INTEL X86,why do align access and non-align access have same performance?

News and research about CPU microarchitecture and software optimization
Post Reply
hankin
Posts: 3
Joined: 2021-12-10, 13:29:25

INTEL X86,why do align access and non-align access have same performance?

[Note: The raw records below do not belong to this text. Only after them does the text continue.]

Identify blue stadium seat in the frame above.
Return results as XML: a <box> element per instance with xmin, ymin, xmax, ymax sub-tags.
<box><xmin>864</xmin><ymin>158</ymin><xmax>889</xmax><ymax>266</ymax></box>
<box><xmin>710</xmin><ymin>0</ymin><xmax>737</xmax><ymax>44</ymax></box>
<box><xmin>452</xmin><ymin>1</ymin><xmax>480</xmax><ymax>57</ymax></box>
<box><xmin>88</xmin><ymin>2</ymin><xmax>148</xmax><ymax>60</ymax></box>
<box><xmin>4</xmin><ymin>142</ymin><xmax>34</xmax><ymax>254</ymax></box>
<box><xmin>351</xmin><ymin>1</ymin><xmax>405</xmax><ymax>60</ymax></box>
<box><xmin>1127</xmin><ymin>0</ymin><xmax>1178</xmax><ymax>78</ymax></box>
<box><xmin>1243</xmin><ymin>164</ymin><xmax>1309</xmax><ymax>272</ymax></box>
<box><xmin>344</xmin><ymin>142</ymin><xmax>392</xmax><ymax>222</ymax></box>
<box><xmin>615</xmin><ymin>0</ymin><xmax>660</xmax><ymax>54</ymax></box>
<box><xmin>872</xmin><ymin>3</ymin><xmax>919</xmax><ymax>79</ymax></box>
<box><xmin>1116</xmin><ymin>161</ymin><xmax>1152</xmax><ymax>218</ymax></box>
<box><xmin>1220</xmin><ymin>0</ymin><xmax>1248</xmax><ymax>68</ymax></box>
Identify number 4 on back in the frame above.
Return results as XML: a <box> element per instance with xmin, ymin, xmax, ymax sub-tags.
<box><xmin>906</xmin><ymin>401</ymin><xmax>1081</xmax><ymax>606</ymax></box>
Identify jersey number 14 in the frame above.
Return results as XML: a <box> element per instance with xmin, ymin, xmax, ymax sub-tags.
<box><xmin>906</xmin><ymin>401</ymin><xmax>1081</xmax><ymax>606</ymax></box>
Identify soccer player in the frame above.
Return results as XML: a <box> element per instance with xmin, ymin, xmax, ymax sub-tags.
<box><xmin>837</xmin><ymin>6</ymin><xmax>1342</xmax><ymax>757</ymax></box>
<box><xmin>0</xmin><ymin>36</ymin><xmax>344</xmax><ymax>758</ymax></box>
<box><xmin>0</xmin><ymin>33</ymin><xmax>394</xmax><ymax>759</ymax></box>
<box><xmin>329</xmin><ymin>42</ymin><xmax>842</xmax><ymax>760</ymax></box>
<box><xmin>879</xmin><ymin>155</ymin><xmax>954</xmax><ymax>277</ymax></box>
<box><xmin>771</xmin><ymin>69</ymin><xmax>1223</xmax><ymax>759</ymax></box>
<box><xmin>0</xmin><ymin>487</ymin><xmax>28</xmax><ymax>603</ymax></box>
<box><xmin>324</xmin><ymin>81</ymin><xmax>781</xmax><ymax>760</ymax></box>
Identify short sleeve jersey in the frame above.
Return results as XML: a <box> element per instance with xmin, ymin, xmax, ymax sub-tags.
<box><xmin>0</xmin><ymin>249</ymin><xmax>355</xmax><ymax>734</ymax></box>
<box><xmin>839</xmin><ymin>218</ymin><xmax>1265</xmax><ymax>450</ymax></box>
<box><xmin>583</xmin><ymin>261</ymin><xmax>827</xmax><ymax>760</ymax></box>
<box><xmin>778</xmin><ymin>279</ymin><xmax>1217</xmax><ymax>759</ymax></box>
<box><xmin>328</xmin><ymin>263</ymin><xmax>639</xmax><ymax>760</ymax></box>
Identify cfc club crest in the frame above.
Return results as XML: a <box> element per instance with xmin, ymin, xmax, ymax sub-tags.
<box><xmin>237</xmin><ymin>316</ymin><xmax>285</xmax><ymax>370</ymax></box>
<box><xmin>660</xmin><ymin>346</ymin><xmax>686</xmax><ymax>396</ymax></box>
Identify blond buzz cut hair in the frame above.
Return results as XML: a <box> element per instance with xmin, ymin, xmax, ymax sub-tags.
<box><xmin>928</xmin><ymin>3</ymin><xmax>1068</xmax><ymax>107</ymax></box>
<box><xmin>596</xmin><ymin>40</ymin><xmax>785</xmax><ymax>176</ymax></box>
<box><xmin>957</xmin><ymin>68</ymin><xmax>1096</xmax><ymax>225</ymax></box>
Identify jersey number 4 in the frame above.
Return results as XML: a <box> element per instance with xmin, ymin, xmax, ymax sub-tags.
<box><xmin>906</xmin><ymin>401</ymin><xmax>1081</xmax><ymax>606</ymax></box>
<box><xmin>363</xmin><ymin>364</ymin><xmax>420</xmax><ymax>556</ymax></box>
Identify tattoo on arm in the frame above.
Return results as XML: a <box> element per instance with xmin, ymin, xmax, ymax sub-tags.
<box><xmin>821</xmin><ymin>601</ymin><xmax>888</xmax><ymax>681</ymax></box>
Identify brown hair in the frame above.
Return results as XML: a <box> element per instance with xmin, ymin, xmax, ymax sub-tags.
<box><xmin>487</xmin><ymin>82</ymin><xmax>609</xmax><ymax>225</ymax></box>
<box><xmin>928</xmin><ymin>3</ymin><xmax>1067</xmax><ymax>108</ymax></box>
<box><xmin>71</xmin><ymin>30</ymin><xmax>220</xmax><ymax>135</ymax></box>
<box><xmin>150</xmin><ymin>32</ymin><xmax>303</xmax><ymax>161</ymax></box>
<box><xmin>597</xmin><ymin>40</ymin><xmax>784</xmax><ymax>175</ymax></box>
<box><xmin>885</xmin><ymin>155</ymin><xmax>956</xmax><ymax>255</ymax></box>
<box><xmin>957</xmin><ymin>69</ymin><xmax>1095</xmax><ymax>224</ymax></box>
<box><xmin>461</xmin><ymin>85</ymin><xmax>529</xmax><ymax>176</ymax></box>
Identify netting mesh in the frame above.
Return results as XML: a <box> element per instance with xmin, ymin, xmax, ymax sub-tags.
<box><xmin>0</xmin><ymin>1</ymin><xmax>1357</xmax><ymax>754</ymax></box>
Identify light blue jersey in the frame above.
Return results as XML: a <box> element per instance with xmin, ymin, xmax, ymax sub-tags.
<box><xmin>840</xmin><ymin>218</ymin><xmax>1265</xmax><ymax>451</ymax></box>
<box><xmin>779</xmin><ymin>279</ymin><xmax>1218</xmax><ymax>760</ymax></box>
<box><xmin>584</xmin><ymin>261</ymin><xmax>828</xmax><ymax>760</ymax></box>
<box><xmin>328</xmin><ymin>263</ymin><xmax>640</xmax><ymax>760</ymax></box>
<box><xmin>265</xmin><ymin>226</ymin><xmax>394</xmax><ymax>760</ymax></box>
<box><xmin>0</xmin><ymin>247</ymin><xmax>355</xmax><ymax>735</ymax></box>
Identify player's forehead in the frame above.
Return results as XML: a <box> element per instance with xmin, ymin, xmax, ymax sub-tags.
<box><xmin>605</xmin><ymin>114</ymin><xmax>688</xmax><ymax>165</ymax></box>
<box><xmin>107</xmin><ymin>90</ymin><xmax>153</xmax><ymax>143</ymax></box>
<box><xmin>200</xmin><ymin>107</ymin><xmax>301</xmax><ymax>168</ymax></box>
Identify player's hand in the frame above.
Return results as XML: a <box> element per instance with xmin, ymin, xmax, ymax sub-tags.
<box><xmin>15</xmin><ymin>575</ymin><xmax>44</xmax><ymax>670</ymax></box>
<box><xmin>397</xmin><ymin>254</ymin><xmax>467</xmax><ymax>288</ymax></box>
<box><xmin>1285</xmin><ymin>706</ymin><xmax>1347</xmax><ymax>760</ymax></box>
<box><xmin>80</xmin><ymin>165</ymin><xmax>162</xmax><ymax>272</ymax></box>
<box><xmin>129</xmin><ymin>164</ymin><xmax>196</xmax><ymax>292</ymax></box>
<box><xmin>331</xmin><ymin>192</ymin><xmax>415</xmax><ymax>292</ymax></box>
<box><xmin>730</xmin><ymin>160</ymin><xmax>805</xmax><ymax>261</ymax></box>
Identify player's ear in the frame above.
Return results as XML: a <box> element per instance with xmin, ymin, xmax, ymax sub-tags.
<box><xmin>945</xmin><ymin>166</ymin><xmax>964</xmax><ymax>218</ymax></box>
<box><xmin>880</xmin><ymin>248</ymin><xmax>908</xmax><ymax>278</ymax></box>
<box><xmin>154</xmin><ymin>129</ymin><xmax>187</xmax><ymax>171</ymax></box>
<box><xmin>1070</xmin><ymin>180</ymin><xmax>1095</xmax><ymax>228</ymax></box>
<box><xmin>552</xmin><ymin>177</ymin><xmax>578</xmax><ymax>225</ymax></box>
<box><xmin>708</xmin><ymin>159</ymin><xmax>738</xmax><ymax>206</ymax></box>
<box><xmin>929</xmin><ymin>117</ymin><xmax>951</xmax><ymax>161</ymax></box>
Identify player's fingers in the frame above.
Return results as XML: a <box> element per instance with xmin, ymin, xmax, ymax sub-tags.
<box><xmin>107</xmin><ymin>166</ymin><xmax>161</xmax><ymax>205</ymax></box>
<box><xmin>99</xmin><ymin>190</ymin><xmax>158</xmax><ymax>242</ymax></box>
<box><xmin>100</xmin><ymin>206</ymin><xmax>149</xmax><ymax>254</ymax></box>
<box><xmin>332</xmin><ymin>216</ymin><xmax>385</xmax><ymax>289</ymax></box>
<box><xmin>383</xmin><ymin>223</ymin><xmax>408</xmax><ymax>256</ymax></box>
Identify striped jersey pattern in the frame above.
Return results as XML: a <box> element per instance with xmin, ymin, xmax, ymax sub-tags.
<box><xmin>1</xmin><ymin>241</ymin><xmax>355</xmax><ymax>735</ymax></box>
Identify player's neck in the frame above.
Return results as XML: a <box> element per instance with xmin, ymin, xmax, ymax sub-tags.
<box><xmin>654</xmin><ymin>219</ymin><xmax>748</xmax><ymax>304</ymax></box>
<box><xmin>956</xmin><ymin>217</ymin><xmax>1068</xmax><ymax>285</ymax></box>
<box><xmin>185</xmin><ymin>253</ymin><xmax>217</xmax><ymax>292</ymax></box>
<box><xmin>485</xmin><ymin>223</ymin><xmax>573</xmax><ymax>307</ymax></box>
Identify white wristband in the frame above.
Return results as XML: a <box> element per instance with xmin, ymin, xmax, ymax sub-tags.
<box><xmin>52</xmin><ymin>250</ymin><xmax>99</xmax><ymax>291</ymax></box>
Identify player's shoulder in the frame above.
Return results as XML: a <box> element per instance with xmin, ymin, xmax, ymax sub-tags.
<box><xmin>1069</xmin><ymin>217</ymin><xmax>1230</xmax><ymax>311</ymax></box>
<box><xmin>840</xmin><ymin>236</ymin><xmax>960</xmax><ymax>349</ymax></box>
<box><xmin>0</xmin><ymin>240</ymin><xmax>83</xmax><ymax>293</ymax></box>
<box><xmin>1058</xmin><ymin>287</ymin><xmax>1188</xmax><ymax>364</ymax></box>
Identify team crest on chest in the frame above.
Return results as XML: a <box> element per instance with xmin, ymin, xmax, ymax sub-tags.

Post by hankin » 2021-12-20, 9:03:58

From INTEL CPU manual, it says "nonaligned data accesses will seriously impact the performance of the processor". Then I do a test in order to prove it. But the result is that aligned and nonaligned data accesses have the same performance. Why??? Could someone help? My code is shown below:
#include <iostream>
#include <stdint.h>
#include <time.h>
#include <chrono>
#include <string.h>
using namespace std;

static inline int64_t get_time_ns()
{
std::chrono::nanoseconds a = std::chrono::high_resolution_clock::now().time_since_epoch();
return a.count();
}
int main(int argc, char** argv)
{
if (argc < 2) {
cout << "Usage:./test [01234567]" << endl;
cout << "0 - aligned, 1-7 - nonaligned offset" << endl;
return 0;
}
uint64_t offset = atoi(argv[1]);
cout << "offset = " << offset << endl;
const uint64_t BUFFER_SIZE = 800000000;
uint8_t* data_ptr = new uint8_t[BUFFER_SIZE];
if (data_ptr == nullptr) {
cout << "apply for memory failed" << endl;
return 0;
}
memset(data_ptr, 0, sizeof(uint8_t) * BUFFER_SIZE);
const uint64_t LOOP_CNT = 300;
cout << "start" << endl;
auto start = get_time_ns();
for (uint64_t i = 0; i < LOOP_CNT; ++i) {
for (uint64_t j = offset; j <= BUFFER_SIZE - 8; j+= 8) { // align:offset = 0 nonalign: offset=1-7
auto tmp = *(uint64_t*)&data_ptr[j]; // read from memory
++tmp;
*(uint64_t*)&data_ptr[j] = tmp; // write to memory
}
}
auto end = get_time_ns();
cout << "time elapse " << end - start << "ns" << endl;
return 0;
}

RESULT:
offset = 0
start
time elapse 28063563503ns
offset = 1
start
time elapse 28950243291ns
offset = 2
start
time elapse 29374504232ns
offset = 3
start
time elapse 28680777833ns
offset = 4
start
time elapse 28962080206ns
offset = 5
start
time elapse 28364894777ns
offset = 6
start
time elapse 28779795011ns
offset = 7
start
time elapse 29268488768ns

agner
Site Admin
Posts: 75
Joined: 2019-12-27, 18:56:25
Contact:

Re: INTEL X86,why do align access and non-align access have same performance?

Post by agner » 2021-12-20, 12:28:04

Modern high-end microprocessors are able to handle unaligned access quite efficiently in most cases.
In your case, the caches, prefetchers, and in/out buffers are handling the alignment issue smoothly while the bottleneck that determines the execution time is the exchange of data between caches and main memory.

The Intel document you are referring to is somewhat misleading or not up to date.

Post Reply